April 15, 2021

The stocks of a mega SPAC plummeted after revealing their merger with Lucid electric car company

2 min read

An acquisition agreement between Lucid Motors and Churchill Capital Corp IV resulted in the special purpose acquisition company’s shares falling unexpectedly after the announcement. Michael Klein, who invested heavily in the SPAC, pointed that the prices of the stock halved the initial value a few days after divulging details of the merger.

Initially, the shares of Churchill had grown by 470% when the merger was first dated in January. The formal declaration of the merger on Monday and a delay in the supply of the Air sedan by the company are some of the moves that might have accelerated this drop. The chief executive of Lucid Motors, Peter Rawlinson, defected from such conclusions stating that the decline is because of the media reporting the value of the company at $15 billion. He added that this move angered the investors who misinterpreted the deal, causing a decline in their stock prices.

Rawlinson explained that the market had not understood the merger’s meaning, which is why it is shifting its stand from the merger. He added that the merger is the best announcement that the company has made in years and will propel the two companies to great success.

The deal’s face value appears to surpass $16.3 billion, meaning that the Lucid investors would receive $11.75 billion. Moreover, the contract will increase the value of Lucid to $24 billion, creating new opportunities for research development and the expansion of their business activities. Rawlinson reiterated that the initial increase in the company’s shares’ value was an understanding that investors had about the deal.

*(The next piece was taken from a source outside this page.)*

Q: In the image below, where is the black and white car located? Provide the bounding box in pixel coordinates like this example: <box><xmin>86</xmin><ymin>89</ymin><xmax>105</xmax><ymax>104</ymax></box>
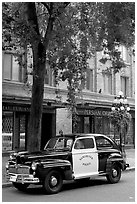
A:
<box><xmin>6</xmin><ymin>134</ymin><xmax>127</xmax><ymax>194</ymax></box>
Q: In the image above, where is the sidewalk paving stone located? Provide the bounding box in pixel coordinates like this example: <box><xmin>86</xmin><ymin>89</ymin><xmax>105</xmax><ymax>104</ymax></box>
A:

Rawlinson explained that investors contemplated that the $24 billion value means their stock is below $12 billion when they have a bargaining power of $11.5 billion in a real sense. An investor’s presentation demonstrated that the company requires $600 million in additional financing, after which the deal will outline its benefits to the company.

Rawlinson corrected the delay narrative explaining that this was a problem brought by the coronavirus pandemic’s strict conditions. This deal between Newark of Lucid and Churchill is the most valuable among the other acquisition contracts like for Nikola, Lordstown Motors, and Fisker, which are below $4 billion. Therefore, it is understandable for investors to be misled by unguided elements. This contract will provide $4.4 billion to Lucid Motors to widen its operations and develop more utilities. The company can now venture into the production of the electric SUVs and sedans that it had initially sidelined due to funding problems.